13,828,652 sentences, 384,648,362 words, and 1,502,987 unique words.
With this corpus we can research word collocation and can learn written Japanese either.
Display Format
There are two methods of display format.
- Display "whole sentences"
- Display "N-gram"
Available N-gram options are 3g, 5g, 7g, 9g, 11g and 13g.
Whole Sentence | Display sentences containing search query. |
3g | Search query and a word before and after the query. The sum is 3 words. |
5g | Search query and 2 word before and after the query. The sum is 5 words. |
7g | Search query and 3 word before and after the query. The sum is 7 words. |
9g | Search query and 4 word before and after the query. The sum is 9 words. |
11g | Search query and 5 word before and after the query. The sum is 11 words. |
13g | Search query and 6 word before and after the query. The sum is 13 words. |
Search 2 words or more
Separate the words by space.
Example: 猫 と
Search Results
Parts of a sentences matching with query is highlighted in red.

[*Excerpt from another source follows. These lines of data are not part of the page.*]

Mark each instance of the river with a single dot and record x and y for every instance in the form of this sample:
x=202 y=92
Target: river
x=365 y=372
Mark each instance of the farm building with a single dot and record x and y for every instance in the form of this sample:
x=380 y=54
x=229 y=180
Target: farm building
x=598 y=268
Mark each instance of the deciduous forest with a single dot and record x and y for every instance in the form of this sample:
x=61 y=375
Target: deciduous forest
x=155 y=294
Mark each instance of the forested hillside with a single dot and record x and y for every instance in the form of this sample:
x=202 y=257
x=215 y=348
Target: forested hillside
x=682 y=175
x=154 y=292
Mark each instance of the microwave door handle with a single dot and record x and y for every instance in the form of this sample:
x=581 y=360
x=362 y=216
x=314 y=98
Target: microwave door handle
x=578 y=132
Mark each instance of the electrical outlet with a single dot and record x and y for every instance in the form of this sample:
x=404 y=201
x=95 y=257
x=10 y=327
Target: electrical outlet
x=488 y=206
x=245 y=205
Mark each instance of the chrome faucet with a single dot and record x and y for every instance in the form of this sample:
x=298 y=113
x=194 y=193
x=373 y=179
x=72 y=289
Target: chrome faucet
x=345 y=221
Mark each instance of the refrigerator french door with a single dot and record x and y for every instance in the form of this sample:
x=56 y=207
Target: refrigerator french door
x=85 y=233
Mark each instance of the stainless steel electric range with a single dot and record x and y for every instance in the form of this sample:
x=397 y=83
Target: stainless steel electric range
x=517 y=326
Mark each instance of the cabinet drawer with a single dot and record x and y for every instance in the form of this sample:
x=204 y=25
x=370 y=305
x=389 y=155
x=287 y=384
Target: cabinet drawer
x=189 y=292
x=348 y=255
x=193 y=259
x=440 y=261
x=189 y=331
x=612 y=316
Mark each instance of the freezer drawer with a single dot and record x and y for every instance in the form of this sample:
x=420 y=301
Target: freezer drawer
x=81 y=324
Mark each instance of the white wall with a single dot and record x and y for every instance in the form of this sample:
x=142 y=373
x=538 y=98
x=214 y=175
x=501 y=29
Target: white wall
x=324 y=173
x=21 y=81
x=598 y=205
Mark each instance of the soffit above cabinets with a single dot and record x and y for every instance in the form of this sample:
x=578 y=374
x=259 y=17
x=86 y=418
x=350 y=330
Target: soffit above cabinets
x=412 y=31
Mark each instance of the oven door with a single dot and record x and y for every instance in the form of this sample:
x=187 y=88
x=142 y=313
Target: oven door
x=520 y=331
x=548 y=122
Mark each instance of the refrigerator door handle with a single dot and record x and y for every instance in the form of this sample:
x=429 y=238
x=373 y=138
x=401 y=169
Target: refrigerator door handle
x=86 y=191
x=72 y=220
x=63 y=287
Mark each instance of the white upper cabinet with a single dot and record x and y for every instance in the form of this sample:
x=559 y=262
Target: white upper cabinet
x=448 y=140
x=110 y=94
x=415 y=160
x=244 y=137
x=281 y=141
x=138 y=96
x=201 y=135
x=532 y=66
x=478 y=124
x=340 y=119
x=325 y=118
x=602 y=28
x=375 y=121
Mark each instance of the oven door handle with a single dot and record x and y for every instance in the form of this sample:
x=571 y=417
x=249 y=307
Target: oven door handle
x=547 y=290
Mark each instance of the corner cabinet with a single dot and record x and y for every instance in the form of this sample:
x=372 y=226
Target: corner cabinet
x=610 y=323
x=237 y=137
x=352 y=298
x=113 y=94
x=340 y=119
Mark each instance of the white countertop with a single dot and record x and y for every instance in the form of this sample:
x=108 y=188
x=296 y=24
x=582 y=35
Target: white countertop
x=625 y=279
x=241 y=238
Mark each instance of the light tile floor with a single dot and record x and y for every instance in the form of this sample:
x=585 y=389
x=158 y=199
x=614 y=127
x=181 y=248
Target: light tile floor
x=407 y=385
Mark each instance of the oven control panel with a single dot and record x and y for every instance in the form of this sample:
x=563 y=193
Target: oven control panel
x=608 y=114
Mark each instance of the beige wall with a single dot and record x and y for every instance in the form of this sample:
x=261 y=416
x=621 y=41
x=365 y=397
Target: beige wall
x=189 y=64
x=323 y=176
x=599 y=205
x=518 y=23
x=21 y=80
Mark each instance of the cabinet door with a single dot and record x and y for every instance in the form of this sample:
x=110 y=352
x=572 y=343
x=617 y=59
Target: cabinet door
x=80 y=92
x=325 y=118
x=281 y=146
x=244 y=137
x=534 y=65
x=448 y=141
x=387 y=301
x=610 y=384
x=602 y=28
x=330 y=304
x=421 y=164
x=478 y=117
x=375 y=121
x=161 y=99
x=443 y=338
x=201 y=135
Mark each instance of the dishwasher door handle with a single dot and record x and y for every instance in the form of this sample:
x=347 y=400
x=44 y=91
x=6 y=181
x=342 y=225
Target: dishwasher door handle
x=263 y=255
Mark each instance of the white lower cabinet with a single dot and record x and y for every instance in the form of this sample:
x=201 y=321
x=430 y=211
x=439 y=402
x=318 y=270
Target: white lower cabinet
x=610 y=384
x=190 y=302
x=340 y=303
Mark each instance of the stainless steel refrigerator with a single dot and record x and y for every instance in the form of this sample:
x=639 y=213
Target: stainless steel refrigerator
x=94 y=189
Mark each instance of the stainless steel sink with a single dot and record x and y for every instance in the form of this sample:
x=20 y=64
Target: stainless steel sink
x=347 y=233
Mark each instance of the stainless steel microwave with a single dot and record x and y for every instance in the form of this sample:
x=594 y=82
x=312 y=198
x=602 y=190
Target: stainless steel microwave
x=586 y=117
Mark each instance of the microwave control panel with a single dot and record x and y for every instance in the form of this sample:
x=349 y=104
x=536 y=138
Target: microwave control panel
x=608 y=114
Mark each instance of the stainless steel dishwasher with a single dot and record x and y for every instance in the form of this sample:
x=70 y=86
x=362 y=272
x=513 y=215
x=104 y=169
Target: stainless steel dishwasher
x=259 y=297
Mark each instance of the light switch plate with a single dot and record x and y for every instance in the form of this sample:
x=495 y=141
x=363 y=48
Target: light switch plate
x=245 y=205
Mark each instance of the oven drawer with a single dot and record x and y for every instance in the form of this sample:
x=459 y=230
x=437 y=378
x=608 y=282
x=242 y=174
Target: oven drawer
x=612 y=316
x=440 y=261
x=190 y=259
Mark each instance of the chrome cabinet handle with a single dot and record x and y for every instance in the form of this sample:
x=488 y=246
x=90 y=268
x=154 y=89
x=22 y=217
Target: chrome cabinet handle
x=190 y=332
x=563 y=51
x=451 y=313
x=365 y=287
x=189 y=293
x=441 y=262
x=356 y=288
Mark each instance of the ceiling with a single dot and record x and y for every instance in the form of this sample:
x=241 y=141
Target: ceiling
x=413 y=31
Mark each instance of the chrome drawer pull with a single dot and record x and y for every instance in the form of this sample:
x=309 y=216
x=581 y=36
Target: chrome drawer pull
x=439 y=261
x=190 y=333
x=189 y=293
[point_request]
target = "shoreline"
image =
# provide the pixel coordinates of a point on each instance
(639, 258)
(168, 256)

When the system shows a result with whole sentence option, the number of match means the number of sentences matched with search query.
When the system shows a result with N-gram option, the number of match means the number of sentences matched with search query either. However, if there are some parts matching with search query, the number of displaying results may be increased compared with the number of the sentences matched with search query.
ASCII and other languages are not covered.
About Data
There is a summary about corpus data from how to obtain Wikipedia Japanese article data to how to process the data. → Link:Wikipediaの記事データからコーパスを作成する方法
As of June 1, 2015, 13,828,652 sentences, 384,648,362 words, and 1,502,987 unique words (Except ASCII characters).
Notice
This website uses Wikipedia's data and is "under the Creative Commons Attribution-Share-Alike License 3.0 or later".
NEITHER THIS WEBSITE NOR I SHALL BE LIABLE TO YOU OR TO ANY OTHER PARTY FOR ANY DAMAGES, COSTS, OR LOSSES. And this website and I have no relevant to Wikipedia.